Elementary Differential Equations by Dela Fuente, Feliciano and Uy Chapter 10 Problem 3 — Applications of Ordinary First-Ordered Differential Equations

A tank contains 400 liters of brine. Twelve liters of brine, each containing 2.5 N of dissolved salt, enter the tank per minute, and the mixture, assumed uniform leaves at the rate of 8 liters per min.

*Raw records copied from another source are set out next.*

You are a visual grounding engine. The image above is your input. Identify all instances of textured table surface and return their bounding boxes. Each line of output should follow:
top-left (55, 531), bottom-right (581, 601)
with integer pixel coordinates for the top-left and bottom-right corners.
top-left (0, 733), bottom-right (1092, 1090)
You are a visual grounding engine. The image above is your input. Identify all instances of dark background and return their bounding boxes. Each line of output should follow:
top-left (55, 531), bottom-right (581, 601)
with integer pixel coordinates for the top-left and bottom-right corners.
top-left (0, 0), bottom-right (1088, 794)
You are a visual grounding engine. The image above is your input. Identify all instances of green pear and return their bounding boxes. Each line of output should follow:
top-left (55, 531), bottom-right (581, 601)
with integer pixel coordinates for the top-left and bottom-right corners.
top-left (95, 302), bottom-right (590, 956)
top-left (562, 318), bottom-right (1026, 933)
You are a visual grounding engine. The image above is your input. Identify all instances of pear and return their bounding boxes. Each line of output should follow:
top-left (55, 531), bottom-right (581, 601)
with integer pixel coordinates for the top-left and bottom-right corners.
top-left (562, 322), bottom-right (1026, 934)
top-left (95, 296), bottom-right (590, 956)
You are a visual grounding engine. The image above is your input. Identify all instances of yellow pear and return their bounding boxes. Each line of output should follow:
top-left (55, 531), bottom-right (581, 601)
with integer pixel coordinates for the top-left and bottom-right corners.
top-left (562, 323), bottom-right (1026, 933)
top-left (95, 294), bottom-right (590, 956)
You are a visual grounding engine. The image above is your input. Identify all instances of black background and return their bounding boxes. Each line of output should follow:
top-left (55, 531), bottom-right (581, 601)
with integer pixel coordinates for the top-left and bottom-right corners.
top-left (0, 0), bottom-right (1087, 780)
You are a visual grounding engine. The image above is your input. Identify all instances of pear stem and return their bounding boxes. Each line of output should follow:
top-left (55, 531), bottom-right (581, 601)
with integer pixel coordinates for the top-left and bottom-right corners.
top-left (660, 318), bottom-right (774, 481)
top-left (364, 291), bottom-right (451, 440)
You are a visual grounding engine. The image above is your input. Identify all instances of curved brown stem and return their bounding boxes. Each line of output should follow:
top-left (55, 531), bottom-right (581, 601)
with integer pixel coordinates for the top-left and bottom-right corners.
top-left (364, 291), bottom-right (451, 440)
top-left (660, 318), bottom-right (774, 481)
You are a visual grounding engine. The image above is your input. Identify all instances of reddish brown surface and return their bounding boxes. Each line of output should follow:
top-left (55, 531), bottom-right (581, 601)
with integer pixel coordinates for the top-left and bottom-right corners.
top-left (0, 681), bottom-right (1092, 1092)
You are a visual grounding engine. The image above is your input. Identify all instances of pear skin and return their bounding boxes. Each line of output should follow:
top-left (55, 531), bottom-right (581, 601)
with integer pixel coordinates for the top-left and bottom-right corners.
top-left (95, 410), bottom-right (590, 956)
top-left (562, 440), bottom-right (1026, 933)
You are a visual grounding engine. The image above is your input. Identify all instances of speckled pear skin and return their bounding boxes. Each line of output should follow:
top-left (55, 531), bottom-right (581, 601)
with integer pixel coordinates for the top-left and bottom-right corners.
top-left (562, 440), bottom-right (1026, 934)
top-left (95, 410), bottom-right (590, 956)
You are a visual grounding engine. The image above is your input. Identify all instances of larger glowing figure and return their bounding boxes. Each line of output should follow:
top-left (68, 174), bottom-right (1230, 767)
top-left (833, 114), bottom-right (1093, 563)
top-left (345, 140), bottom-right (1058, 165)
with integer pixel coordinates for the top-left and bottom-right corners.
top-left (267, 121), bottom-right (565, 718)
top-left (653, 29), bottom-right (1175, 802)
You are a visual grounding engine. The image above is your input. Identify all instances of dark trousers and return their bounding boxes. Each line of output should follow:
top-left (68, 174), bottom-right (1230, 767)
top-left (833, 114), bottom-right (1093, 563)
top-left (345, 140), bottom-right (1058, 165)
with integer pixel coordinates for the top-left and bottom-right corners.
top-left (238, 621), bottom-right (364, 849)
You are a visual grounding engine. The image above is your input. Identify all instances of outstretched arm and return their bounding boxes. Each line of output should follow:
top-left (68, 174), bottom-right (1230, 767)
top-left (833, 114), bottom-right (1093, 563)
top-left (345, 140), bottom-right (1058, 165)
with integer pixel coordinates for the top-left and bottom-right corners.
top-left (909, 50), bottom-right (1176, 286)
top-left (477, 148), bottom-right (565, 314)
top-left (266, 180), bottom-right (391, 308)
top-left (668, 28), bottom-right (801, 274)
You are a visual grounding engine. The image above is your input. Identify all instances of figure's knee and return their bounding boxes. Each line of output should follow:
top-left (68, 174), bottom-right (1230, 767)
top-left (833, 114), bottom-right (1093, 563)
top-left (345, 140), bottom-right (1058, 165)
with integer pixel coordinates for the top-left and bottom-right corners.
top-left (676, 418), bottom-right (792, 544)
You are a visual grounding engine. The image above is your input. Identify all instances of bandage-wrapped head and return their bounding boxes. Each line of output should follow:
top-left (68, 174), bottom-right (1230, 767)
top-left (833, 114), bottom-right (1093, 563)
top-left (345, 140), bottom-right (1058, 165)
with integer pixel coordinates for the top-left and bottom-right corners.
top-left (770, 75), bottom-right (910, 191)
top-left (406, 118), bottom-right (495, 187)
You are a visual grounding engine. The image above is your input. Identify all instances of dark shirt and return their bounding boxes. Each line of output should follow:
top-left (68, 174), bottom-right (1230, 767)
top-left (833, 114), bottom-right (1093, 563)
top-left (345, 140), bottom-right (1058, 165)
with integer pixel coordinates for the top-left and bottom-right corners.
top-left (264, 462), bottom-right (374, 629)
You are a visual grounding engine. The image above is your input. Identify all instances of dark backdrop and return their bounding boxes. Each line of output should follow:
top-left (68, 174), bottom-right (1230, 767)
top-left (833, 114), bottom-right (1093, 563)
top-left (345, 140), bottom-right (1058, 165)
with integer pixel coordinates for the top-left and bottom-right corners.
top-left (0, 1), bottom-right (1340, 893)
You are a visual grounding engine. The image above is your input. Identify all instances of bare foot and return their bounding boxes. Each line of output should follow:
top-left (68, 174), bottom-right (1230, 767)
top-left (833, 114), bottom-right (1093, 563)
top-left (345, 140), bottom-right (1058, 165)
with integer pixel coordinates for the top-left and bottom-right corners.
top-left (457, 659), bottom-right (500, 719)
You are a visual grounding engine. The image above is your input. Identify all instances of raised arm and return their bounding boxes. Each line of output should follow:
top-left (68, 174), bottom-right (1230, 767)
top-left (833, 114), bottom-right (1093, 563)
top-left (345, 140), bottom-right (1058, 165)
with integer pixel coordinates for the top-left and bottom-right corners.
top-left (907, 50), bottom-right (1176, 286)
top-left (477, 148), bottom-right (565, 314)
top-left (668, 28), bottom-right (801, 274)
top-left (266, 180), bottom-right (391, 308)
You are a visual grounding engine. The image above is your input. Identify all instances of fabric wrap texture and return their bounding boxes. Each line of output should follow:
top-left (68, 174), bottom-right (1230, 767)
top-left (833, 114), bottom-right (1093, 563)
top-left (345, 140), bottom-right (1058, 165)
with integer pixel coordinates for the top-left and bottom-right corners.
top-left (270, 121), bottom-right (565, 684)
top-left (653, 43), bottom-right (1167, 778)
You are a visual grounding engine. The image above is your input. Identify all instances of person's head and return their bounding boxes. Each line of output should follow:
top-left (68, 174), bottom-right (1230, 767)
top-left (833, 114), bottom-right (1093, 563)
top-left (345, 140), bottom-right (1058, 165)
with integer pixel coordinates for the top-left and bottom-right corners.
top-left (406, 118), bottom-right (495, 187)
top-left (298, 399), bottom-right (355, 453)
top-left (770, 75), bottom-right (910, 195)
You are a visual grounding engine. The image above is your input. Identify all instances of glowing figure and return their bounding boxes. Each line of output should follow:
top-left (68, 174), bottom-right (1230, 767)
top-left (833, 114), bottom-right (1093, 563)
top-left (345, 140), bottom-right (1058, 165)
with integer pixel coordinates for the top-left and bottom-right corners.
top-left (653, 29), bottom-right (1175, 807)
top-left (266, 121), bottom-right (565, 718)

If the concentration is to be 2 N/litre at the end of one hour, how many newtons of salt should there be present in the tank originally?

Solution:

Consider the following illustration

\frac{dS}{dt}=\left(\frac{dS}{dt}\right)_{en}-\left(\frac{dS}{dt}\right)_{es}

Using,

V_{brine}+\left(rate\:of\:brine\:out\right)t\\\frac{dS}{dt}=\frac{8L}{M}\left(\frac{S}{400+4t}\right)\\=\frac{8S}{\left(400+4t\right)}\\\frac{dS}{dt}=\frac{2S}{\left(100+t\right)}

Using the general solution:

\frac{dS}{dt}=30-\frac{2S}{\left(100+t\right)}\\\frac{dS}{dt}+\frac{2S}{\left(100+t\right)}=30

To solve we will use First Order Linear Differential Equation (FOLDE) where:

P_{\left(t\right)}=\frac{2}{\left(100+t\right)}\:,\:Q_{\left(t\right)}=30

Solve for the integrating factor using the formula:

\sigma =e^{\int \:P_{\left(t\right)}dt}

Apply,

\sigma =e^{\int \:\frac{2}{100+t}dt}\\\sigma =e^{2ln\left(100+t\right)}\\\sigma \:=e^{ln\left(100+t\right)^2}\\\sigma \:=\left(100+t\right)^2

Substitute the given value to the formula:

S\sigma =\int \:\sigma Q\left(t\right)dt+C

Apply,

S\left(100+t\right)^2=\int \:\left(100+t\right)^230dt+C\\S\left(100+t\right)^2=30\int \:\left(100+t\right)^2dt+C\\S\left(100+t\right)^2=30\:\frac{\left(100+t\right)^{^3}}{3}dt+C\\S\left(100+t\right)^2=10\left(100+t\right)^{^3}+C\rightarrow eqn.1

Evaluate C; @t=1hr

Convert 1hr to minutes, where 1hr is simply 60 minutes.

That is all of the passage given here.